How does Uganda emerge as the leader? Why doesn’t South Africa rate higher? And where’s Nigeria?

Our Method
As I explained in my recent article about our Middle East rankings, we seek to develop a relative, “pound-for-pound” ranking that can uncover diamonds in the rough and more important, show well a nation is doing with respect to its available resources.

We integrate several technology and social factors into our algorithms — on the one hand including average bandwidth, access to broadband, number of dataservers, on the other hand including income disparity, perception of corruption, human development, and the local cost of living.

This results in rankings that show how well the nations of the world are doing compared to what they already have, with the dynamic that the top performers will continue to outpace the laggards.

We will have another major update at Cloud Expo in Silicon Valley the week of November 4. We are also working on developing regional and city rankings, a massive undertaking for us that won’t be complete until sometime next year.

Meanwhile, to answer the above questions:
Uganda scores well primarily because of what it has achieved in the face of one of the lowest per-capita income levels in the world. It has provided access to 13% of its citizens, actually the second-highest ratio of access to income in the world (trailing only Kenya). Its income disparity level, while high, is lower than many of its neighbors. It has a relatively high average bandwidth speed, given its income. Integrate all of our factors, and Uganda emerges as the true diamond in the rough in Africa.
No one familiar with South Africa today needs to be told that the country remains unfulfilled in its potential. Income disparity that remains among the highest in the world means benefits of IT are not flowing comprehensively through the nation. The country is in the lower quartile for Internet access and broadband connectivity vs. income. Nonetheless, South Africa does still crack our Top 10 for Africa. We don’t factor the sheer size of a nation’s economy, but of course South Africa’s continues to make it an attractive venue for businesses and investors.
Less can probably be said about Nigeria, which has well-known problems accompanying (and perhaps exacerbated by) its oil wealth. In our rankings, it comes up 12th among the African nations, between Tanzania and Malawi. Its large population and size of its economy continue to make it attractive. Separately, it may serve as a model for our incipient efforts to look at specific regions (ie, Lagos State).

A major thrust of our work is to identify and explore those countries that may not come immediately to mind. To that end, our rankings can be used to start conversations about the top countries I’ve listed above. Ghana is a country that has received a lot of recent attention (including that of President Obama), and its official use of English makes it intuitively attractive to many. However, also in West Africa, French-speaking Senegal should not be overlooked.

Committed to Non-Violence
As I noted in my earlier piece, our Institute is small, headquartered on a former liberal-arts college campus in Northern Illinois, and in Metro Manila, Philippines. We have a few selected advisors in Africa.

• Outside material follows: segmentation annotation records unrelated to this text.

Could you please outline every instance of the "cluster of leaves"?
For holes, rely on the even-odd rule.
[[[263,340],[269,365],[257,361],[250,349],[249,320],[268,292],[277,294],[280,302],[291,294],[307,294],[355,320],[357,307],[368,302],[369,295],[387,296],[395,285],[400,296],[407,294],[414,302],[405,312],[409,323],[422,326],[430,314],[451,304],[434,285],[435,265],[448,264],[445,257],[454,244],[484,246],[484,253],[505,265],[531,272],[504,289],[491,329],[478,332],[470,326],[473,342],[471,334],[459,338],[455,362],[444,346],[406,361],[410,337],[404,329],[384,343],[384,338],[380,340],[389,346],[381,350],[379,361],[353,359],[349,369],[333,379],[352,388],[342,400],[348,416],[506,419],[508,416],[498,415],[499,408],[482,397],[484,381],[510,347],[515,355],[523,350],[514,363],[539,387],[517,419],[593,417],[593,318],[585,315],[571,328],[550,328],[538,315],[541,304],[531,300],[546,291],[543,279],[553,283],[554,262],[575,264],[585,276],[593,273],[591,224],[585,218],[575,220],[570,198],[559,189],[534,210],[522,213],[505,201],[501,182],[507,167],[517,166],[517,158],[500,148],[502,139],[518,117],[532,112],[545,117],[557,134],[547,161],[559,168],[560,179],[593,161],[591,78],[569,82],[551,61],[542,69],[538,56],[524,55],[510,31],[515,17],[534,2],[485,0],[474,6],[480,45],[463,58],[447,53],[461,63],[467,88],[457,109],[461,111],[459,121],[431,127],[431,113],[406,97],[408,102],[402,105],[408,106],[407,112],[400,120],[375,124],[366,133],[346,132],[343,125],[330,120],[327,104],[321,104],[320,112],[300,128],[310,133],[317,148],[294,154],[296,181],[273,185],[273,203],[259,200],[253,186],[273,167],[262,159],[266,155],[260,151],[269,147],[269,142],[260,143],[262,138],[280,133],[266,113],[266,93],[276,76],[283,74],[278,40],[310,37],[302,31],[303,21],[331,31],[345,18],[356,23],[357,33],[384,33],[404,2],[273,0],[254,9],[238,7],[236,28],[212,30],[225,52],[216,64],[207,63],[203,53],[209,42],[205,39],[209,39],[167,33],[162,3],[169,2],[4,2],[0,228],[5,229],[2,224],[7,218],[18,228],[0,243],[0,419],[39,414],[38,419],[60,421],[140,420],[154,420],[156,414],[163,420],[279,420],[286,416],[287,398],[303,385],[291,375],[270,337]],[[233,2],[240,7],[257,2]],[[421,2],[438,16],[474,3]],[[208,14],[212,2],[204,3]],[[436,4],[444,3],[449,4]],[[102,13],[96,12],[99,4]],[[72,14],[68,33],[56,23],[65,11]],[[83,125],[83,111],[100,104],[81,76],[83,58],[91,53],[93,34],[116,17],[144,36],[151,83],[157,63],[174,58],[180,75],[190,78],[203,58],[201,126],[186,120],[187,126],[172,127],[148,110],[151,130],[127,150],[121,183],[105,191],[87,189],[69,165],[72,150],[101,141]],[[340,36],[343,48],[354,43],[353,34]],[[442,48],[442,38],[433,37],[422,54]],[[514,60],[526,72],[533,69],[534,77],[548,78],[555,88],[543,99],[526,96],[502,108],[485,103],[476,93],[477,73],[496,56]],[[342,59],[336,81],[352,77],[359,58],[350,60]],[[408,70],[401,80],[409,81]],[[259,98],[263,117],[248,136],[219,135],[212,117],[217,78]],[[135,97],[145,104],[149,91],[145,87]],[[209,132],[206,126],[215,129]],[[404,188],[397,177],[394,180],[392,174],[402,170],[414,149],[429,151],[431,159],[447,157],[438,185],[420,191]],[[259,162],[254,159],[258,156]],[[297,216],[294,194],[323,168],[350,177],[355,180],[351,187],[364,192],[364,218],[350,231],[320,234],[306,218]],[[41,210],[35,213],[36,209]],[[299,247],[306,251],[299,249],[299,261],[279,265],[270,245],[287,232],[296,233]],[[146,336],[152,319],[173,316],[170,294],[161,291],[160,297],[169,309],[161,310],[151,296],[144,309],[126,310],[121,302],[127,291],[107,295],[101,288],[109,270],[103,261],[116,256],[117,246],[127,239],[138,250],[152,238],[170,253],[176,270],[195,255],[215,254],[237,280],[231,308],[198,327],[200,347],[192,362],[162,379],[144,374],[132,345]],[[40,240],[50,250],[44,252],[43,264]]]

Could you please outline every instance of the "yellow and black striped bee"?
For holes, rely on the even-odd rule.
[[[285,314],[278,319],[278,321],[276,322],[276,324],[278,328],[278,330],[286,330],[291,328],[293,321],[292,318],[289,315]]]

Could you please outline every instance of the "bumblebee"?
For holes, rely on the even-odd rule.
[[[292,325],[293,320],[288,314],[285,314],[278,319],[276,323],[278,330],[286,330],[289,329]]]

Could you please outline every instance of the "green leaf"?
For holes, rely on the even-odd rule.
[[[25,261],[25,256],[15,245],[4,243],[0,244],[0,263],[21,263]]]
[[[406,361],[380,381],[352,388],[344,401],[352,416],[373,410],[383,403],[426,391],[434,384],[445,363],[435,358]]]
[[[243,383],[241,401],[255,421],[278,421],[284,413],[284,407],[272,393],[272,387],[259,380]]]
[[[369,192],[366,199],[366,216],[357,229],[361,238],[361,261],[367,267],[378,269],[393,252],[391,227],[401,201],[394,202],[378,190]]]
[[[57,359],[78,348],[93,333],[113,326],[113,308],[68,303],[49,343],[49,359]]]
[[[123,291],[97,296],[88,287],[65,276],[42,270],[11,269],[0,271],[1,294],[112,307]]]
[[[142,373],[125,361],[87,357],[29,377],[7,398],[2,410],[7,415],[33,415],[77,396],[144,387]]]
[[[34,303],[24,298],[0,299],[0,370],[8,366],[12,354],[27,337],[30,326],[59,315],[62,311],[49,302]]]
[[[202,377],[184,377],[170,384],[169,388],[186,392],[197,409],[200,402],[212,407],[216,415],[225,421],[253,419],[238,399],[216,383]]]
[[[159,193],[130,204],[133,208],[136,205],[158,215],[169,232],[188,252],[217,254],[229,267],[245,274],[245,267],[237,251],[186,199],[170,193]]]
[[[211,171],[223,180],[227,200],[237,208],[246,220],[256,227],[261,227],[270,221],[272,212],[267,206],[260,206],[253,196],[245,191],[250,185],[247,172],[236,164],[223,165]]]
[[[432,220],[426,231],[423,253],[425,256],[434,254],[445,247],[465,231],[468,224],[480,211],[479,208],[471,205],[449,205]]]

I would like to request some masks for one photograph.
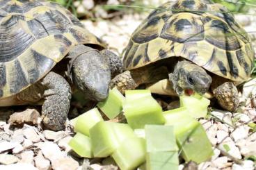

We are also committed unequivocally to peaceful means of solving all problems. This can be a difficult point of view to adhere to, but having seen enough violence on small scales and larger scales, I for one take the view that no further human progress is possible through violent means of any type. Violence has been a great scourge to Africa and the world up to the present day. We’re committed to our research and applying it in a non-political way that (with hope springing eternal) can improve economies and lives.